Location
- Manor Crescent Berkshire, RG20 6AD England

Information
- Type: Comprehensive foundation school
- Motto: 'Learning together, Learning For Life'
- Local authority: West Berkshire
- Department for Education URN: 110102 Tables
- Ofsted: Reports
- Head teacher: Chris Robert Prosser
- Gender: Co-educational
- Age: 11 to 18
- Enrolment: 1200
- Houses: Aldworth, Beechwood, Chiltern, Lowbury, Perborough, Ridgeway, Ilsley.
- Colours: Yellow, Purple, Sky Blue, Ruby Red, Emerald Green, Cobalt Blue, Neon Orange.
- Website: thedownsschool.org.uk

= The Downs School, Compton =

The Downs School is a comprehensive secondary school in the village of Compton, Berkshire, England. It is a state school run by West Berkshire Education Authority.

==Overview==
Starting at age 11 in Year 7, The Downs has approximately 1150 pupils, which includes 260 students in the sixth-form. The head-teacher is Chris Robert Prosser, previously Deputy Head-teacher before Valerie Holdey's retirement in December 2013. The school is located on Manor Crescent, with the nearest major town being Newbury 8 miles away. Other neighbouring towns include Wantage, Didcot, Thatcham and Reading.

For the past 2 years it has been the highest attaining school in West Berkshire using the measure of 5A*-C GCSEs including higher passes in English and mathematics.It is also the last remaining West Berkshire Authority secondary school to retain its own swimming pool after St Bartholomew's School removed its pool in Summer 2009.

==Specialisms==
The school specialises in languages. The school has exchange visits to France, Germany and Spain. Sports tours are also annually organised. Teams have been to Spain, the Netherlands, Cyprus and Malta.

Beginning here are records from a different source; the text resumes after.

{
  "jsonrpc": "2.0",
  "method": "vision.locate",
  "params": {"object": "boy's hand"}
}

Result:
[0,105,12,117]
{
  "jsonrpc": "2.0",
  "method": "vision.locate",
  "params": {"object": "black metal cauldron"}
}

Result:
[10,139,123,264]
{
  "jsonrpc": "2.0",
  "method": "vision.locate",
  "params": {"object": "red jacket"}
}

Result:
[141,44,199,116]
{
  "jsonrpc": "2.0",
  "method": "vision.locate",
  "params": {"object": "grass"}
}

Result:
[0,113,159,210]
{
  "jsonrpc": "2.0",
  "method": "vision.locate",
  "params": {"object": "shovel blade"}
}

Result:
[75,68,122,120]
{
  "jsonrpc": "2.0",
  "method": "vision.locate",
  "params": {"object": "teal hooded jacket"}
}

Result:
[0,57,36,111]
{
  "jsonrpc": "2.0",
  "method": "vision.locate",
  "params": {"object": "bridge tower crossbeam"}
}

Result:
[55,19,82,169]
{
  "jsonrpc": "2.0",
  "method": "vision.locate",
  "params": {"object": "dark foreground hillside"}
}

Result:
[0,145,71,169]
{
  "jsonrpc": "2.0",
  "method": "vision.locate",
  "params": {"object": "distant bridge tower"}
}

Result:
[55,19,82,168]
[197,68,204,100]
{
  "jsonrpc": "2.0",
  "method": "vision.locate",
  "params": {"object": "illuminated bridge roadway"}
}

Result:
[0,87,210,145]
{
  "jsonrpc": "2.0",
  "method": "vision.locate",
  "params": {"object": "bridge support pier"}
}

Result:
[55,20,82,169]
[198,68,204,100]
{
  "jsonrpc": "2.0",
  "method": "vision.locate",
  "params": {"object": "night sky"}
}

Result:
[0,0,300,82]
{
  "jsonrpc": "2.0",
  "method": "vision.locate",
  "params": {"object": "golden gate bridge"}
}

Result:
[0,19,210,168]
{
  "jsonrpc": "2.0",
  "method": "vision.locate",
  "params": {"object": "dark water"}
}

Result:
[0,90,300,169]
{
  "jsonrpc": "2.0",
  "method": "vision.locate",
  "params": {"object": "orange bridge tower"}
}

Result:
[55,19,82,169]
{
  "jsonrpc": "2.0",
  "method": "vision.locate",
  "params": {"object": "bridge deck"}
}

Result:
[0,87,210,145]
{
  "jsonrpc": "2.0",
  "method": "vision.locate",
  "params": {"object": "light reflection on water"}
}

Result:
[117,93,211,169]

The Downs also has specialisms in science and maths.

==Sixth-form==
The school has a sixth-form centre of about 260 students. Previously located on the bottom floor of the Graham Taylor building (GT), It is located in the newly renovated old science block, after moving there when the new Science building (Hubble) was built. Subjects range from all the sciences to politics, economics, law and media studies. The current head of sixth-form is Mrs Anderson. Its results at A-Level are above average for a non-selective state school.